The Americans with Disabilities Act (“ADA”) requires that employers provide reasonable accommodations to employees with disabilities and who can perform the essential functions of the job, with or without a reasonable accommodation. While the obligation to provide a reasonable accommodation is clear, the question of whether a particular accommodation is reasonable is often disputed in cases under the ADA. One particular accommodation that employers often resist is allowing an employee to work from home, or telecommute. However, in a recent case, Mosby-Meacham v. Memphis Light, Gas & Water Division, the federal Court of Appeals for the Sixth Circuit, located in Ohio, ruled that an employer violated the ADA by denying the employee’s request to work from home for ten (10) weeks.

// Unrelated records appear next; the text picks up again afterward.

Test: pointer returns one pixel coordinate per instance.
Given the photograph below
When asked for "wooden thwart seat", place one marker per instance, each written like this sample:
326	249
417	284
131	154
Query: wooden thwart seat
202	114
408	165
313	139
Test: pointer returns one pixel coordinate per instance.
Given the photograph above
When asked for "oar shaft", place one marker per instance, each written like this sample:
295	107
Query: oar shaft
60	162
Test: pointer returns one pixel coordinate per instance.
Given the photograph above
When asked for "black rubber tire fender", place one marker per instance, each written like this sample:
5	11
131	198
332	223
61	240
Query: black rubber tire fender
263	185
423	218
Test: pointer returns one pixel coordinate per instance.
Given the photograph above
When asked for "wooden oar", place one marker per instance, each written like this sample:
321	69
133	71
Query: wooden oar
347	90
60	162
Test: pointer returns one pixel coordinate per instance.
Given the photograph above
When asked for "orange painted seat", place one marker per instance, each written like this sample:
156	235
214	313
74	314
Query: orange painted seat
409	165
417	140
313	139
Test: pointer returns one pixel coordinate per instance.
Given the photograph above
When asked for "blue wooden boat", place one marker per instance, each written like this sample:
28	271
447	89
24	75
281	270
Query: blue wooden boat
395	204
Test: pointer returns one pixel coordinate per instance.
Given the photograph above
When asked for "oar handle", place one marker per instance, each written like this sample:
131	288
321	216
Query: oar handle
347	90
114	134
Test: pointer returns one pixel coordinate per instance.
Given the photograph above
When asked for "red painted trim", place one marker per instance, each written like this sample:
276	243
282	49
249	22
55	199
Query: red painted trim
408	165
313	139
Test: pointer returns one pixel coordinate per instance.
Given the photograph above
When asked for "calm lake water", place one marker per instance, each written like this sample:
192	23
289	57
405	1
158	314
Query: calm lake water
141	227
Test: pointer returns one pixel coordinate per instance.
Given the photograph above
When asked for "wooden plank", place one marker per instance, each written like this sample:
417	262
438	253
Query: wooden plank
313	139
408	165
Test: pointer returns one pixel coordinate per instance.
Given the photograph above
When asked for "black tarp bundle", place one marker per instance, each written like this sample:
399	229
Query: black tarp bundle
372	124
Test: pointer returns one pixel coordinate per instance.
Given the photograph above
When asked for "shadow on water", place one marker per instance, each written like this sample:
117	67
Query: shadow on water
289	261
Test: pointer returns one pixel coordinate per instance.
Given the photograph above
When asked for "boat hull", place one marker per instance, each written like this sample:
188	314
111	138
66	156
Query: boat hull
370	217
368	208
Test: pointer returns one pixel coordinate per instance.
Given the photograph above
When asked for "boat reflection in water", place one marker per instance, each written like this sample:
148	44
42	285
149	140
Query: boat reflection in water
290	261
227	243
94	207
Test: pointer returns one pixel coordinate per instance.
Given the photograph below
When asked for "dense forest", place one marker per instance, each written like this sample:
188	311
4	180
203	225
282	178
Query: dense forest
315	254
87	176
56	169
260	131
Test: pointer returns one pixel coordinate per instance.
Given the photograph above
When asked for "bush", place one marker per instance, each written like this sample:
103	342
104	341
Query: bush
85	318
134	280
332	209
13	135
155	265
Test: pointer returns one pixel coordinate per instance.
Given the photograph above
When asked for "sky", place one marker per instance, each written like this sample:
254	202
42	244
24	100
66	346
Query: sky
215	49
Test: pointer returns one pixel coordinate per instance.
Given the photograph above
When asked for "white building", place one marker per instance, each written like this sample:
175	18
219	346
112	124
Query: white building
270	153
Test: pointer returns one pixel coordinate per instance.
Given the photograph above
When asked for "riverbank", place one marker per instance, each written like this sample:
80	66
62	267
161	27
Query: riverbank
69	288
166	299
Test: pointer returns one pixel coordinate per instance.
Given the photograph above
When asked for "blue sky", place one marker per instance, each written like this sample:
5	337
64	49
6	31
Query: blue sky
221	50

In Mosby-Meacham, the employee worked as a lawyer for the company, and was placed on bed rest due to complications with her pregnancy. The employee requested permission to work from home for the duration of her bed rest as a reasonable accommodation for her disability, but the employer denied her request, claiming that she could not perform the essential functions of her job from home. At trial, the jury found in favor of the employee and she was awarded relief for the damages caused by the denial of the accommodation. On appeal, the Sixth Circuit upheld the verdict in favor of the employee based on the evidence presented at the trial that the employee could perform all of the essential functions of her job from home.

Importantly, the Court of Appeals rejected the employer’s argument that working from home can never be a reasonable accommodation. Even though the employee’s job description identified certain job duties as essential functions, such as taking depositions and trying cases in court, the employee presented evidence that she had never taken a deposition or tried a case in court at any time during her eight years of employment with the defendant. The employee also presented testimony from other lawyers that worked her who supported her claim that she could have performed her essential job duties from home, and she had worked from home without incident in the past. It was also important that the request to work from home in this case was for a limited period of time of only ten weeks.

This case represents an important example that working from home can be, in some situations, a reasonable accommodation under the ADA that employers are required to provide, particularly if the request to work from home is for a limited period of time.